Residents in an inner-city area are concerned about drug dealers entering their neighborhood. Over the past 14 nights, they have taken turns watching the street from a darkened apartment. Drug deals seem to take place randomly at various times and locations on the street and average about three per night. The residents of this street contacted the local police, who informed them that they do not have sufficient resources to set up surveillance. The police suggested videotaping the activity on the street, and if the residents are able to capture five or more drug deals on tape, the police will take action. Unfortunately, none of the residents on this street owns a video camera and, hence, they would have to rent the equipment. Inquiries at the local dealers indicated that the best available rate for renting a video camera is $75 for the first night and $40 for each additional night.
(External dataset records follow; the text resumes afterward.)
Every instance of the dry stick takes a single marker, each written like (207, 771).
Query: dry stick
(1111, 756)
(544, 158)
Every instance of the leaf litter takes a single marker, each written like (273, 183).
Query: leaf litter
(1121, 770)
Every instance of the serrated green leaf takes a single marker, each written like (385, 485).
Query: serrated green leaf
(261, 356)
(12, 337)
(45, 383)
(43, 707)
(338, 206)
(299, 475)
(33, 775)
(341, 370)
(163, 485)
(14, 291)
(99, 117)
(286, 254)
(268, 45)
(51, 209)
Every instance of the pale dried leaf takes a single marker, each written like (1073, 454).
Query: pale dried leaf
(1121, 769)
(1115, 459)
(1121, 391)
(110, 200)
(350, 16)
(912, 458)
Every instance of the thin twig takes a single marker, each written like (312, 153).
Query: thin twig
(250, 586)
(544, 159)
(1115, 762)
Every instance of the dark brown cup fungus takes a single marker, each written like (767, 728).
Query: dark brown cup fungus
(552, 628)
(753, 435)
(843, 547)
To obtain this rate, the residents must sign up in advance for a specified number of nights. The residents hold a neighborhood meeting and invite you to help them decide on the length of the rental period. Because it is difficult for them to pay the rental fees, they want to know the probability of taping at least five drug deals on a given number of nights of videotaping.
a. Which of the probability distributions you have studied might be helpful here?
b. What assumption(s) would you have to make?
c. If the residents tape for two nights, what is the probability they will film at least five drug deals?
d. For how many nights must the camera be rented so that there is at least .90 probability that five or more drug deals will be taped?